Amylase Test

Amylase is an enzyme your body uses to break down starches into simpler sugars for digestion and energy. It is mainly produced by the salivary glands in your mouth and the pancreas in your abdomen, though smaller amounts are made in places like the lungs, muscles, and reproductive tissues. When you chew starchy foods like bread or rice, salivary amylase starts working right away, breaking down those complex carbohydrates in your mouth. After you swallow, the process continues in the small intestine with help from pancreatic amylase, which is optimized to work in the slightly alkaline environment of the duodenum, the first part of the small intestine.

There are two major types of amylase in your body: S-type, from saliva, and P-type, from the pancreas. These forms are encoded by different genes (AMY1 and AMY2), and the number of gene copies can vary among individuals. People from populations with historically starch-rich diets, such as those that practiced agriculture, often have more copies of the AMY1 gene and produce more salivary amylase—an adaptation that reflects the evolutionary importance of carbohydrate digestion. In fact, this variation in gene copy number contributes to wide differences in amylase activity among people.

Amylase works by cutting specific chemical bonds in starch molecules—specifically the α-1,4-glucosidic linkages—producing sugars like maltose and glucose. However, it cannot cut at the branch points of starch, so other enzymes are needed to finish the job. This means amylase starts digestion but doesn’t complete it on its own. After doing its work, amylase enters the bloodstream and is cleared mainly by the liver and kidneys. About a quarter of circulating amylase is filtered into the urine.

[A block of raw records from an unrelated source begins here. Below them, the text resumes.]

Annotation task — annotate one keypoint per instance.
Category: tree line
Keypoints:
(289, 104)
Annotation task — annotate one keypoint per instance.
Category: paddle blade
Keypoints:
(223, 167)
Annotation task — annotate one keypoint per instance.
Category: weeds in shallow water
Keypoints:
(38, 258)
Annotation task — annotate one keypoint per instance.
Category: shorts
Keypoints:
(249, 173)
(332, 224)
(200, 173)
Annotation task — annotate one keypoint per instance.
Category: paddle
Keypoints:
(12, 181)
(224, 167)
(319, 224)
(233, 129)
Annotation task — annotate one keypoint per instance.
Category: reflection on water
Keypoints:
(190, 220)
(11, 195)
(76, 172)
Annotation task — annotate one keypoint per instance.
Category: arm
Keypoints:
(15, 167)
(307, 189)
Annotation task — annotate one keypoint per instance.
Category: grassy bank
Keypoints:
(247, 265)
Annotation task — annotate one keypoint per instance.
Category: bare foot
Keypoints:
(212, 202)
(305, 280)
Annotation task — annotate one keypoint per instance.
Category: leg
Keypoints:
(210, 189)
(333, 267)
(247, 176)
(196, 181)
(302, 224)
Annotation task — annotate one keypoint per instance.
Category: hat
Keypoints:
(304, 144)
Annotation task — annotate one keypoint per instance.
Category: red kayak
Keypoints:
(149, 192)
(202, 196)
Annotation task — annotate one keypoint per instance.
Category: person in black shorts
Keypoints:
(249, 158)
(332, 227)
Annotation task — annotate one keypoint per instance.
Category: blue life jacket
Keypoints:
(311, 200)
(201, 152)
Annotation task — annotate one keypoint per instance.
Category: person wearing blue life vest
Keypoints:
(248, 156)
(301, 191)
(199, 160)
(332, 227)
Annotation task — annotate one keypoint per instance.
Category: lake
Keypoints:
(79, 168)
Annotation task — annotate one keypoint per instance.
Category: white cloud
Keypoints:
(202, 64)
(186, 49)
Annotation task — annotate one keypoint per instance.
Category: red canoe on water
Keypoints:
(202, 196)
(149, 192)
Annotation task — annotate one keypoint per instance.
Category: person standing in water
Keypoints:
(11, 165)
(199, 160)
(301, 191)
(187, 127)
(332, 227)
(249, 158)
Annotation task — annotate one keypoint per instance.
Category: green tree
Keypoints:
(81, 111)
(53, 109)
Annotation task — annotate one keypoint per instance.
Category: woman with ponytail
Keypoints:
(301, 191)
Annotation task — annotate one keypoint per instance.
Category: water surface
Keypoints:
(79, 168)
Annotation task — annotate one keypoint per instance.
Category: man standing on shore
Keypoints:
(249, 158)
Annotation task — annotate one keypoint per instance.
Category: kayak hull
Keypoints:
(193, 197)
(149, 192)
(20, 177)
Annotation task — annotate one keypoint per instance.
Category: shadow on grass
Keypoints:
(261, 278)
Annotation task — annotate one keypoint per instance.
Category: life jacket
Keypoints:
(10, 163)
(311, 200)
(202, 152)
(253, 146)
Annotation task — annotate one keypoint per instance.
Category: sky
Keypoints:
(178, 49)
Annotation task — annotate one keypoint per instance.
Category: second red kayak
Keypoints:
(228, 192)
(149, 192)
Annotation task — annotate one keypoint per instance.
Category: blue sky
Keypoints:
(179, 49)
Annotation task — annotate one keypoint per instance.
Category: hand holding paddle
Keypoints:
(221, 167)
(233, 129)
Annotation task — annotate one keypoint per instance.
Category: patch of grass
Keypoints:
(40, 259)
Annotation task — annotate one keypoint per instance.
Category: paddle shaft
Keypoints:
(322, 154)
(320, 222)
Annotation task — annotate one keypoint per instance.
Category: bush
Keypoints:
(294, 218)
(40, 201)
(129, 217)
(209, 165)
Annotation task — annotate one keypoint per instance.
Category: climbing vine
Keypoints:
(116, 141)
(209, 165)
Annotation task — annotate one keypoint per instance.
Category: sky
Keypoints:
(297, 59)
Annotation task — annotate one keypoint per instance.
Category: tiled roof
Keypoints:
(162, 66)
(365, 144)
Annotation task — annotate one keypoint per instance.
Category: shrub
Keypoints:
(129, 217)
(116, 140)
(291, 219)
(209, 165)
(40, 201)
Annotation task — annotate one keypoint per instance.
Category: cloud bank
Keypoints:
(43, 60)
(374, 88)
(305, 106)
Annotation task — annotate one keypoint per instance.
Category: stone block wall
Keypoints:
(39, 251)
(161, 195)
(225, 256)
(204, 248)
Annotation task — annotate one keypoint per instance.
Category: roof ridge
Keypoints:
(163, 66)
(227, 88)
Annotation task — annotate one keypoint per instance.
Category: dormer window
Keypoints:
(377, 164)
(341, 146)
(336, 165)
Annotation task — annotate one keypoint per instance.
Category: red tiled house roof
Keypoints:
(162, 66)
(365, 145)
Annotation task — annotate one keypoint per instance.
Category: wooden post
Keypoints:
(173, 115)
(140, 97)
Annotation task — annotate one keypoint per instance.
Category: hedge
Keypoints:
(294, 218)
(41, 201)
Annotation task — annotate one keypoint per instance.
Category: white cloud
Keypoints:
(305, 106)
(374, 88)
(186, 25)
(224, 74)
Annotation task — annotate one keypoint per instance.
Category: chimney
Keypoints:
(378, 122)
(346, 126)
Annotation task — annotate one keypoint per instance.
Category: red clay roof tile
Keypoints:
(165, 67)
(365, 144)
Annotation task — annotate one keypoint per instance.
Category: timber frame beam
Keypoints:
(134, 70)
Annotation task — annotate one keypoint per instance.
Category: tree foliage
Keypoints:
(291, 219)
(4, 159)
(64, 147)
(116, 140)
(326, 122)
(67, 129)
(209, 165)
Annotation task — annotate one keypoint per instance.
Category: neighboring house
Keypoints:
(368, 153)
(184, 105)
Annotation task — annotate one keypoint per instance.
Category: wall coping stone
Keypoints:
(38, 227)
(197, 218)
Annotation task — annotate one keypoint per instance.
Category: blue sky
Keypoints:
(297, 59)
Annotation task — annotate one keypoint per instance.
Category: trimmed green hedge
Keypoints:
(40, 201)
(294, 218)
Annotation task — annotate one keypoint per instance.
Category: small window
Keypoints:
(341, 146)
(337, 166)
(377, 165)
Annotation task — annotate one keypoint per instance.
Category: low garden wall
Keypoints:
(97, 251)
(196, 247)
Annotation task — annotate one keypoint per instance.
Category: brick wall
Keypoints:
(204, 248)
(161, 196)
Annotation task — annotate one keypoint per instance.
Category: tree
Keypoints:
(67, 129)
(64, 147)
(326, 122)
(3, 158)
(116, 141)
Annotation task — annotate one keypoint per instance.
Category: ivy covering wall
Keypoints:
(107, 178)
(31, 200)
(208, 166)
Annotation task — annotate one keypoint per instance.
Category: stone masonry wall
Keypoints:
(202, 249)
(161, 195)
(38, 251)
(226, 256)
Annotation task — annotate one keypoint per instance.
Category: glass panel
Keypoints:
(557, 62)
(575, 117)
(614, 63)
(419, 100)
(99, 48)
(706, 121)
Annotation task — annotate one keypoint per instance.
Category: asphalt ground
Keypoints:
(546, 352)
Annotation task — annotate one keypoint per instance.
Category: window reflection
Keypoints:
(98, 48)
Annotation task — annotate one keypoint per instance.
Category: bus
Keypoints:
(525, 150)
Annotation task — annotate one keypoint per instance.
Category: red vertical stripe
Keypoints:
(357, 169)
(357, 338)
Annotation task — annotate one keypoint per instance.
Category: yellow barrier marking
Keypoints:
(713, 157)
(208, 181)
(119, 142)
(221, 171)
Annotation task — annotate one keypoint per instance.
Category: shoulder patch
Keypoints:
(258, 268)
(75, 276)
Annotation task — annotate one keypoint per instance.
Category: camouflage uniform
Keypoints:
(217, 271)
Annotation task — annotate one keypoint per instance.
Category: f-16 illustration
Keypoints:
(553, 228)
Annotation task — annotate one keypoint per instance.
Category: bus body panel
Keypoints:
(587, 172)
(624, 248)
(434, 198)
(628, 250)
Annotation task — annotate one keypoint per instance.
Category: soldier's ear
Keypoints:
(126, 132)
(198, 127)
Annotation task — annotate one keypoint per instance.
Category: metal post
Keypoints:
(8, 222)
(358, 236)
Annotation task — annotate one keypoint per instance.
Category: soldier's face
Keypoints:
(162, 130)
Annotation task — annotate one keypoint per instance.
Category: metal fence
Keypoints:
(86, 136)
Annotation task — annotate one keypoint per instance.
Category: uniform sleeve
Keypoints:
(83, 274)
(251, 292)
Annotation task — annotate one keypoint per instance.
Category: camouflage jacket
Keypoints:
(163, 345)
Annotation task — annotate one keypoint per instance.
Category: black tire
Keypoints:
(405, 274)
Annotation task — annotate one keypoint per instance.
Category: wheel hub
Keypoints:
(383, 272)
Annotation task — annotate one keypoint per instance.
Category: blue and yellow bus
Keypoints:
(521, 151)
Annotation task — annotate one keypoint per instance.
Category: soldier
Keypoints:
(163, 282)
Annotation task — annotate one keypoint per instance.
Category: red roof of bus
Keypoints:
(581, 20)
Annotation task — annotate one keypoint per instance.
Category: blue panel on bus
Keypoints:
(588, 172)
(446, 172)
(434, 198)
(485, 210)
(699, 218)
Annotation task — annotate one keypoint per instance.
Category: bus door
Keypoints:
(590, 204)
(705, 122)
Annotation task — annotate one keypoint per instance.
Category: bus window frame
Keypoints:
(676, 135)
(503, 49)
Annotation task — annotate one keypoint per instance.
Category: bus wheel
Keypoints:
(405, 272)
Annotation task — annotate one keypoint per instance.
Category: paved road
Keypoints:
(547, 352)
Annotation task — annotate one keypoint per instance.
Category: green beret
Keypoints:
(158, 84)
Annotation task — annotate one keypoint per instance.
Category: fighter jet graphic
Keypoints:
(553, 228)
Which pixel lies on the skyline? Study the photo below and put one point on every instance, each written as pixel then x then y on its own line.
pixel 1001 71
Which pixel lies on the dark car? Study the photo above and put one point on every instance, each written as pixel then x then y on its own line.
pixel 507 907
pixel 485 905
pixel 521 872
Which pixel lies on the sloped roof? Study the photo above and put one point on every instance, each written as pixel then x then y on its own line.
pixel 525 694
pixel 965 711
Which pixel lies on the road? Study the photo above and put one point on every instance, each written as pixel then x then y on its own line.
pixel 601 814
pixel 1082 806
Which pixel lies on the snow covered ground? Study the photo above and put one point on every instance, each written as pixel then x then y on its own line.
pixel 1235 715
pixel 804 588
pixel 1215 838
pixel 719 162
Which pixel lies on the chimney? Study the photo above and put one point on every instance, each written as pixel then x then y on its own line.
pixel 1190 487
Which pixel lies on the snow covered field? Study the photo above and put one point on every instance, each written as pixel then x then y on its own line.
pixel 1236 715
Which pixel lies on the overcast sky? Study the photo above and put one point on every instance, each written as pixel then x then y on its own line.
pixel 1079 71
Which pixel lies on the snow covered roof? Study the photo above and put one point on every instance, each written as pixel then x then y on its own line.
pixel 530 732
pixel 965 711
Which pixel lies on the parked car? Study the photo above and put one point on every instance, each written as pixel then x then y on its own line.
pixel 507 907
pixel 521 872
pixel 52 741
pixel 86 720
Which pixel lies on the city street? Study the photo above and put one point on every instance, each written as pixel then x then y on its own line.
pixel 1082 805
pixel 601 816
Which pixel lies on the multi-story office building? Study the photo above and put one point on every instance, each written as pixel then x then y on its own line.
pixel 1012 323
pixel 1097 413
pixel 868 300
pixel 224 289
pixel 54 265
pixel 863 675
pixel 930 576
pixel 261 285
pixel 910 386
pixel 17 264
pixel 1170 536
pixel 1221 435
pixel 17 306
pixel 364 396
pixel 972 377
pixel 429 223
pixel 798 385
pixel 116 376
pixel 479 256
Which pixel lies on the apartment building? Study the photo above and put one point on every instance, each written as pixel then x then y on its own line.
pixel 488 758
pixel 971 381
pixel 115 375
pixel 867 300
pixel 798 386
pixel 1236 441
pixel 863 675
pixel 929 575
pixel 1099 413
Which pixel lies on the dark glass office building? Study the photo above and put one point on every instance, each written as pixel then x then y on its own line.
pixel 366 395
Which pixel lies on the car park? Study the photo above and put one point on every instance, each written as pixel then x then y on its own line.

A significant rise in blood amylase, especially when combined with elevated lipase (another digestive enzyme), is often used to identify acute pancreatitis, an inflammation of the pancreas. However, amylase levels can also be high in many non-pancreatic conditions, such as salivary gland infections (like mumps), intestinal blockages, ovarian tumors, ruptured ectopic pregnancies, and even stress or trauma. A rare but benign condition called macroamylasemia occurs when amylase binds to larger proteins in the blood, forming a complex that’s too large for the kidneys to filter. This leads to persistently high blood amylase levels without symptoms or disease, and no treatment is required.

On the flip side, low amylase levels may point to chronic health issues like chronic pancreatitis, cystic fibrosis, type 2 diabetes, obesity, or even smoking-related pancreatic dysfunction. These low values might reflect a loss of enzyme-producing cells or a broader disruption of digestive health. In children under six months, pancreatic amylase is naturally very low because the pancreas hasn’t fully matured yet, so testing in infants can be misleading.

While amylase has historically been used to detect pancreatic disease, modern guidelines increasingly recommend lipase instead, because it remains elevated longer and is more specific to the pancreas. For example, in alcoholic pancreatitis or hypertriglyceridemia (very high blood fats), amylase may appear normal even when the pancreas is inflamed, whereas lipase usually rises. That said, amylase is still frequently ordered, especially in combination with lipase.

Amylase is also emerging as a potential biomarker in other areas of medicine. Researchers have explored its role in monitoring cancers, stress levels (via salivary amylase), and metabolic health. In people with type 2 diabetes and metabolic syndrome, lower serum amylase is often observed and may signal underlying dysfunction in the digestive or endocrine systems. Newer biosensors and rapid tests are even being developed to measure amylase levels in saliva, making it easier to monitor at home.